Allerdings: Die GSM-Entwickler fokussierten sich damals aufs Telefonieren und weniger auf die Datenübertragung per Funk. Über eine Datenrate von 9,6 Kbit/s brechen die Kids von heute in schallendes Gelächter aus. Fast zwölf Wochen auf den Download ihres Lieblingsfilms warten, das klingt wie digitale Steinzeit – und war es aus gegenwärtiger Sicht ja auch.
Mit jedem neuen Mobilfunkstandard nahm die Übertragungsrate jedoch Speed auf. Blieb der WAP-Technologie Ende der 1990er-Jahre der große Durchbruch noch verwehrt – scherzhaft stand WAP damals für „Wait And Pay“ – surfte der Handy-User dank UMTS (3G) seit 2004 mit 384 Kbit/s durchs Netz – eine Geschwindigkeit, mit der einige heute noch unterwegs sind. Mit 4G, dem ersten drahtlosen Breitbandinternet, können Daten in der Theorie mit bis zu 1.000 Mbit/s hin und her geschickt werden. Bei 5G, dem neuesten Standard, geht es noch zehnmal schneller.

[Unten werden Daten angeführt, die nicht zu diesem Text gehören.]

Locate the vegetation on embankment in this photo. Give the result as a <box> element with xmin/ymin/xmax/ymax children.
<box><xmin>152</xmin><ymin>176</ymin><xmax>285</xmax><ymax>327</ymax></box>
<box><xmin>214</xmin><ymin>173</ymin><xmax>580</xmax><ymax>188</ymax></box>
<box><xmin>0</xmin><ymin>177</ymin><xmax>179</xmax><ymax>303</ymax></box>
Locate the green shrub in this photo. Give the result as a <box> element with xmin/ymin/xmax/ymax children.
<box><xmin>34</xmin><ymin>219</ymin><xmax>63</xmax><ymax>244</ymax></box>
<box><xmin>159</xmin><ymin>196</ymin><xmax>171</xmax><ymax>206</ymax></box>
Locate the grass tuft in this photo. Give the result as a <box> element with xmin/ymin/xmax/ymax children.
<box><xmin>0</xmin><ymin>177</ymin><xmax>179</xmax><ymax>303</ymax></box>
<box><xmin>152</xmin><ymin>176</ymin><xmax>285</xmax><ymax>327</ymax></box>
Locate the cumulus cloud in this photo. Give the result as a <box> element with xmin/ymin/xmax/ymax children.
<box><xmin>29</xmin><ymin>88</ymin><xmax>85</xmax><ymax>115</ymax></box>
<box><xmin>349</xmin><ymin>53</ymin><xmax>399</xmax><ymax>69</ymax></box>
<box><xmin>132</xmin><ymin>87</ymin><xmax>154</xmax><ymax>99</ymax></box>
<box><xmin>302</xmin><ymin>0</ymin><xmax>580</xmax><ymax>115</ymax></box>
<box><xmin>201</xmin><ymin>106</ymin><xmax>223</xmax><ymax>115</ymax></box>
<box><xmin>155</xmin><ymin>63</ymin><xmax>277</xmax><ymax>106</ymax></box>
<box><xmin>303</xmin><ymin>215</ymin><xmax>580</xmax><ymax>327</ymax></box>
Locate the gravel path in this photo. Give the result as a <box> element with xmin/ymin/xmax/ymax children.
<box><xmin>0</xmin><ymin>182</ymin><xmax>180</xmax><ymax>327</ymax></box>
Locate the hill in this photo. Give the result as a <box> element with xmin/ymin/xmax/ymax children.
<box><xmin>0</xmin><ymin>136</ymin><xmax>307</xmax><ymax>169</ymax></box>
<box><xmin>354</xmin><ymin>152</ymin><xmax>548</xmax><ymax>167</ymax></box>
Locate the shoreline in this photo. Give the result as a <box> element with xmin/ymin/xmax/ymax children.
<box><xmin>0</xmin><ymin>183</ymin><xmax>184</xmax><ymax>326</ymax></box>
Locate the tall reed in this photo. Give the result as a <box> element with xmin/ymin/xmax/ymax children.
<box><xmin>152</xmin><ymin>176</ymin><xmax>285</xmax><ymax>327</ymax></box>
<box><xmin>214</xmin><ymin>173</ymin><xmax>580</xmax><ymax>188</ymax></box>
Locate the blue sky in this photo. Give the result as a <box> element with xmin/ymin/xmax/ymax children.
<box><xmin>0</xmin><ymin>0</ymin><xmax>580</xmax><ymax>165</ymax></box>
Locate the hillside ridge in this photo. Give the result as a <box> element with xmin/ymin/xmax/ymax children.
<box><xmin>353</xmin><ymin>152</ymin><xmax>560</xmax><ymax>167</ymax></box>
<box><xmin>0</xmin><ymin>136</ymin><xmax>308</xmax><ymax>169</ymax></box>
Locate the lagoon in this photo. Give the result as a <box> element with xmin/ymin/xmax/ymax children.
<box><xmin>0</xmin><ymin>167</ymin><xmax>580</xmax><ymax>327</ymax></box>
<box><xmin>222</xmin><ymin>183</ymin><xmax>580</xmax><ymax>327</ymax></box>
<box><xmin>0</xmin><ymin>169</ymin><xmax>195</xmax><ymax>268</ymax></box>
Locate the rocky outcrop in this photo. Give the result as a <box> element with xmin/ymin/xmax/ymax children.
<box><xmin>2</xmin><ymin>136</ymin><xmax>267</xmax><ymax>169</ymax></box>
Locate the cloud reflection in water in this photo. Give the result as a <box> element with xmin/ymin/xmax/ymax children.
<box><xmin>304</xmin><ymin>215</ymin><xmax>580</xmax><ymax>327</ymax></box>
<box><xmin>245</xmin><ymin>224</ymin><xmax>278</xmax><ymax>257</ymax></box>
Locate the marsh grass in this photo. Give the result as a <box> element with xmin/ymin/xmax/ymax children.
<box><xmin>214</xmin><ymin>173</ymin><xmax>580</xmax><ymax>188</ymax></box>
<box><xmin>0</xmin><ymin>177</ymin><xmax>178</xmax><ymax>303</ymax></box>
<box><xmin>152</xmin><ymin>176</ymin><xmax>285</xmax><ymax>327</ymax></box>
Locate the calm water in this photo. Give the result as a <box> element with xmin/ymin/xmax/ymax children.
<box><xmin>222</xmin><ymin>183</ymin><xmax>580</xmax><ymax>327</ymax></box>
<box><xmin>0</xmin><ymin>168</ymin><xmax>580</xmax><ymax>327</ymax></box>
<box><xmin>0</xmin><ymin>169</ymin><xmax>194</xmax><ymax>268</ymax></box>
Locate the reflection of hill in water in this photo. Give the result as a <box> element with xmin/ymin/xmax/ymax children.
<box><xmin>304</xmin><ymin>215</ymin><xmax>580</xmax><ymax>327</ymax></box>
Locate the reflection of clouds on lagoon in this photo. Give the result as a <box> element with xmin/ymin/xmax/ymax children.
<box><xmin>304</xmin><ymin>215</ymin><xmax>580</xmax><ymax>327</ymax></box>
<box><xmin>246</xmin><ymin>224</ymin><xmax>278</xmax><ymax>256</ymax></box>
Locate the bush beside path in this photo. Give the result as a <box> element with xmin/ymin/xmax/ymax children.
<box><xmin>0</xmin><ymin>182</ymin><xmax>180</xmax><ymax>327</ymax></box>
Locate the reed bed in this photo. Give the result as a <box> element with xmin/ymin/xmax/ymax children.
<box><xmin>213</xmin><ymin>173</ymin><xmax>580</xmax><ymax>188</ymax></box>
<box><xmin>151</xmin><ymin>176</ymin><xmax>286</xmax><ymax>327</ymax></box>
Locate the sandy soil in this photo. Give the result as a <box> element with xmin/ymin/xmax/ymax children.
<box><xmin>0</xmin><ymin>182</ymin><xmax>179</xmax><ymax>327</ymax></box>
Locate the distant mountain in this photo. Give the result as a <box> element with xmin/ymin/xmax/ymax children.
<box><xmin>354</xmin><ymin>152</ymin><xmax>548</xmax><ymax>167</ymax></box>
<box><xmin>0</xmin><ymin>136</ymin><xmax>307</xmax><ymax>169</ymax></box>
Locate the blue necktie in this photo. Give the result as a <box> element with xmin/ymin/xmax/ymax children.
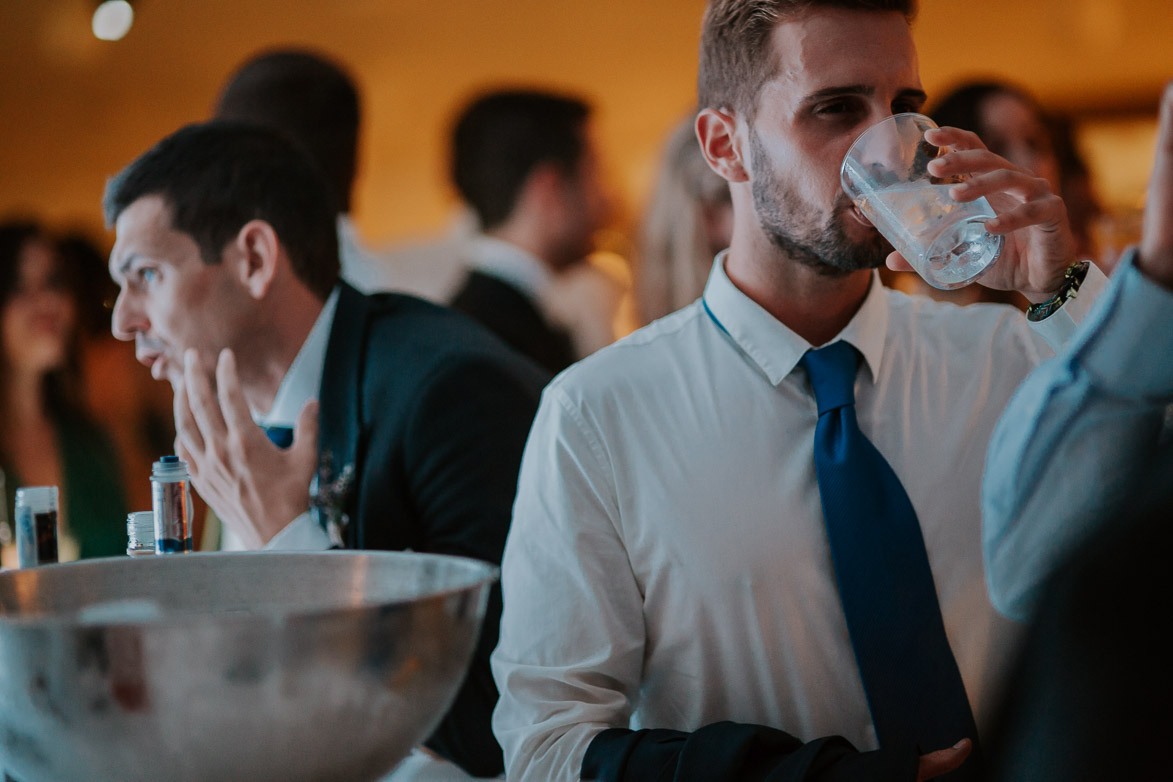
<box><xmin>801</xmin><ymin>342</ymin><xmax>979</xmax><ymax>781</ymax></box>
<box><xmin>262</xmin><ymin>427</ymin><xmax>293</xmax><ymax>449</ymax></box>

Ausfallsicherheit von 99.999999999 %
Seit 2019 eröffnen sich so ganz neue Möglichkeiten für die Industrieproduktion, für die Gesundheitsversorgung, in der autonomen Mobilität und der Landwirtschaft. 2020 waren weltweit schon mehr als 20 Milliarden Maschinen, Geräte oder sonstige Devices über das Internet of Things (IoT) ans Netz angeschlossen – viele davon per Mobilfunk. Und nun, derweil 5G gerade ausgerollt wird, da arbeiten Politik, Wirtschaft und Wissenschaft schon an der Einführung der nächsten Generation: 6G! Im nächsten Jahrzehnt soll es flächendeckend so weit sein.

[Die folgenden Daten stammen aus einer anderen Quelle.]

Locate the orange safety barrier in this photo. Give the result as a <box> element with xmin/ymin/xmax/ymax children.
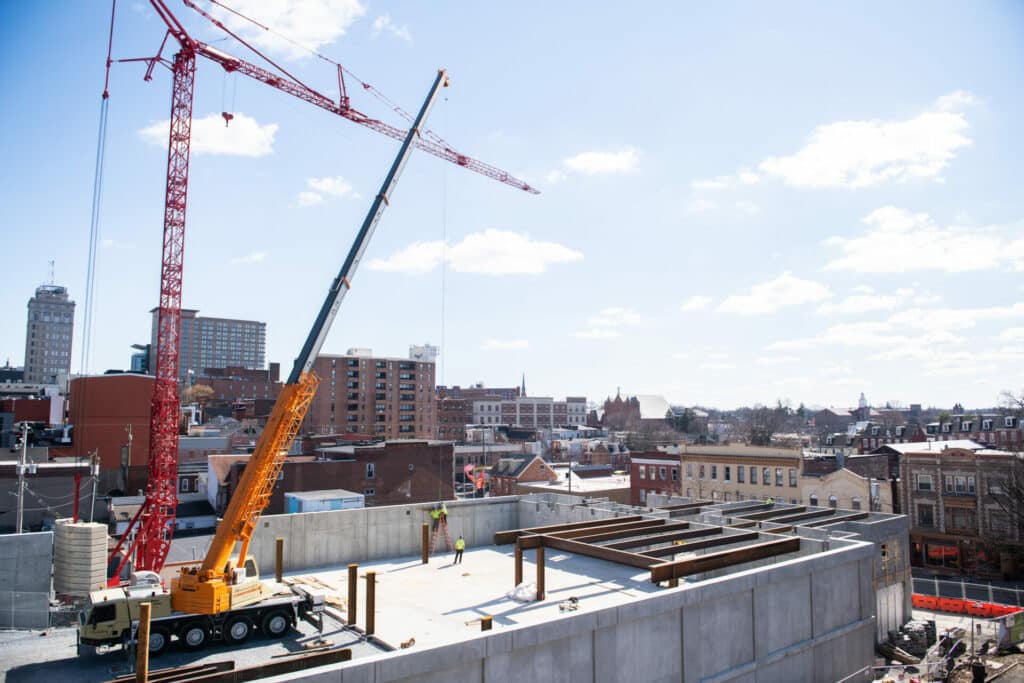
<box><xmin>910</xmin><ymin>593</ymin><xmax>1024</xmax><ymax>618</ymax></box>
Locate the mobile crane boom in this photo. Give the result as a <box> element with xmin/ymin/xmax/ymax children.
<box><xmin>171</xmin><ymin>70</ymin><xmax>447</xmax><ymax>614</ymax></box>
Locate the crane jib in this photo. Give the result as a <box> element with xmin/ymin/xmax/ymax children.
<box><xmin>288</xmin><ymin>70</ymin><xmax>446</xmax><ymax>384</ymax></box>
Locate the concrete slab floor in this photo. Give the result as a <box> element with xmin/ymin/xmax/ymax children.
<box><xmin>311</xmin><ymin>545</ymin><xmax>663</xmax><ymax>647</ymax></box>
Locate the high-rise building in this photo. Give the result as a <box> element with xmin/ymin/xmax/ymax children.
<box><xmin>150</xmin><ymin>308</ymin><xmax>266</xmax><ymax>382</ymax></box>
<box><xmin>25</xmin><ymin>285</ymin><xmax>75</xmax><ymax>389</ymax></box>
<box><xmin>303</xmin><ymin>349</ymin><xmax>437</xmax><ymax>439</ymax></box>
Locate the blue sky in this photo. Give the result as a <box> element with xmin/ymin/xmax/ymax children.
<box><xmin>0</xmin><ymin>0</ymin><xmax>1024</xmax><ymax>408</ymax></box>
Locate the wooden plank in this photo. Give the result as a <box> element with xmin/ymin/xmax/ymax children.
<box><xmin>804</xmin><ymin>512</ymin><xmax>867</xmax><ymax>526</ymax></box>
<box><xmin>772</xmin><ymin>508</ymin><xmax>836</xmax><ymax>524</ymax></box>
<box><xmin>495</xmin><ymin>515</ymin><xmax>643</xmax><ymax>546</ymax></box>
<box><xmin>557</xmin><ymin>519</ymin><xmax>675</xmax><ymax>543</ymax></box>
<box><xmin>640</xmin><ymin>531</ymin><xmax>760</xmax><ymax>557</ymax></box>
<box><xmin>650</xmin><ymin>538</ymin><xmax>800</xmax><ymax>584</ymax></box>
<box><xmin>604</xmin><ymin>524</ymin><xmax>722</xmax><ymax>550</ymax></box>
<box><xmin>537</xmin><ymin>536</ymin><xmax>657</xmax><ymax>569</ymax></box>
<box><xmin>737</xmin><ymin>505</ymin><xmax>807</xmax><ymax>519</ymax></box>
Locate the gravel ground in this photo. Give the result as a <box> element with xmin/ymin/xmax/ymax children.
<box><xmin>0</xmin><ymin>616</ymin><xmax>382</xmax><ymax>683</ymax></box>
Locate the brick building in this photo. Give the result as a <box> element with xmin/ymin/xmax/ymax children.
<box><xmin>216</xmin><ymin>440</ymin><xmax>455</xmax><ymax>514</ymax></box>
<box><xmin>900</xmin><ymin>442</ymin><xmax>1024</xmax><ymax>579</ymax></box>
<box><xmin>490</xmin><ymin>456</ymin><xmax>558</xmax><ymax>496</ymax></box>
<box><xmin>630</xmin><ymin>451</ymin><xmax>686</xmax><ymax>505</ymax></box>
<box><xmin>302</xmin><ymin>349</ymin><xmax>437</xmax><ymax>440</ymax></box>
<box><xmin>51</xmin><ymin>374</ymin><xmax>154</xmax><ymax>493</ymax></box>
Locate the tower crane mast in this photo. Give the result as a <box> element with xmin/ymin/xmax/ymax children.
<box><xmin>104</xmin><ymin>0</ymin><xmax>538</xmax><ymax>585</ymax></box>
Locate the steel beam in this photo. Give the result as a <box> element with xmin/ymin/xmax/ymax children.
<box><xmin>726</xmin><ymin>505</ymin><xmax>807</xmax><ymax>519</ymax></box>
<box><xmin>804</xmin><ymin>512</ymin><xmax>867</xmax><ymax>526</ymax></box>
<box><xmin>604</xmin><ymin>524</ymin><xmax>722</xmax><ymax>550</ymax></box>
<box><xmin>640</xmin><ymin>531</ymin><xmax>760</xmax><ymax>557</ymax></box>
<box><xmin>495</xmin><ymin>515</ymin><xmax>643</xmax><ymax>546</ymax></box>
<box><xmin>650</xmin><ymin>538</ymin><xmax>800</xmax><ymax>584</ymax></box>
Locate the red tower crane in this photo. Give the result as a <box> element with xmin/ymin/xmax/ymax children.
<box><xmin>112</xmin><ymin>0</ymin><xmax>538</xmax><ymax>584</ymax></box>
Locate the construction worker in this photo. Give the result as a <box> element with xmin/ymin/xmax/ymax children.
<box><xmin>452</xmin><ymin>536</ymin><xmax>466</xmax><ymax>564</ymax></box>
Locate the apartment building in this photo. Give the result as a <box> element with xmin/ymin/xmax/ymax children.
<box><xmin>148</xmin><ymin>308</ymin><xmax>266</xmax><ymax>383</ymax></box>
<box><xmin>302</xmin><ymin>349</ymin><xmax>437</xmax><ymax>439</ymax></box>
<box><xmin>900</xmin><ymin>441</ymin><xmax>1024</xmax><ymax>578</ymax></box>
<box><xmin>24</xmin><ymin>285</ymin><xmax>75</xmax><ymax>391</ymax></box>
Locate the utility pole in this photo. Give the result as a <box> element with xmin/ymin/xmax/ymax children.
<box><xmin>89</xmin><ymin>449</ymin><xmax>99</xmax><ymax>524</ymax></box>
<box><xmin>14</xmin><ymin>422</ymin><xmax>29</xmax><ymax>533</ymax></box>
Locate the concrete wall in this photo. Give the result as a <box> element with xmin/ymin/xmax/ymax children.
<box><xmin>0</xmin><ymin>531</ymin><xmax>53</xmax><ymax>629</ymax></box>
<box><xmin>292</xmin><ymin>528</ymin><xmax>874</xmax><ymax>683</ymax></box>
<box><xmin>249</xmin><ymin>497</ymin><xmax>519</xmax><ymax>574</ymax></box>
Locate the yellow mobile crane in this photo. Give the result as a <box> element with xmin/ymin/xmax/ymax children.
<box><xmin>79</xmin><ymin>70</ymin><xmax>447</xmax><ymax>654</ymax></box>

Spitzenübertragungsraten von 1.000 Gigabit und eine Kommunikation in Echtzeit sind das Ziel. 50- bis 100-mal schneller als 5G. Eine allgegenwärtige Konnektivität mit Terabit-Speed. Eine mit einer visionären Ausfallsicherheit von 99,999999999 Prozent, so der Plan. Möglich wird das durch den Einsatz höherer Frequenzen von 100 bis 300 Gigahertz. Zum Vergleich: Bei 5G werden Frequenzen von 22 bis 60 Gigahertz genutzt. Ist 5G etwa schon wieder überholt, bevor es richtig eingeführt ist? „Nein“, sagt Professor Wolfgang Kellerer von der TU München, Leiter des 6G-Zukunftslabors Bayern, „5G spielt eine entscheidende Rolle für die Industrie 4.0 und das Internet of Things, es ermöglicht neue Dimensionen einer intelligenten Kommunikation von Maschinen untereinander. Allerdings: Die Entwicklung einer neuen Mobilfunkgenerationen dauert erfahrungsgemäß rund zehn Jahre. Damit wir Anfang der 2030er-Jahre einen großen Wurf haben, wollen wir in der Grundlagenforschung die Weichen von Anfang an stellen. Bei 6G sollen nämlich der Mensch und seine Umgebung im Mittelpunkt stehen“, so Kellerer. Der Mensch im Mittelpunkt, wie ist das gemeint?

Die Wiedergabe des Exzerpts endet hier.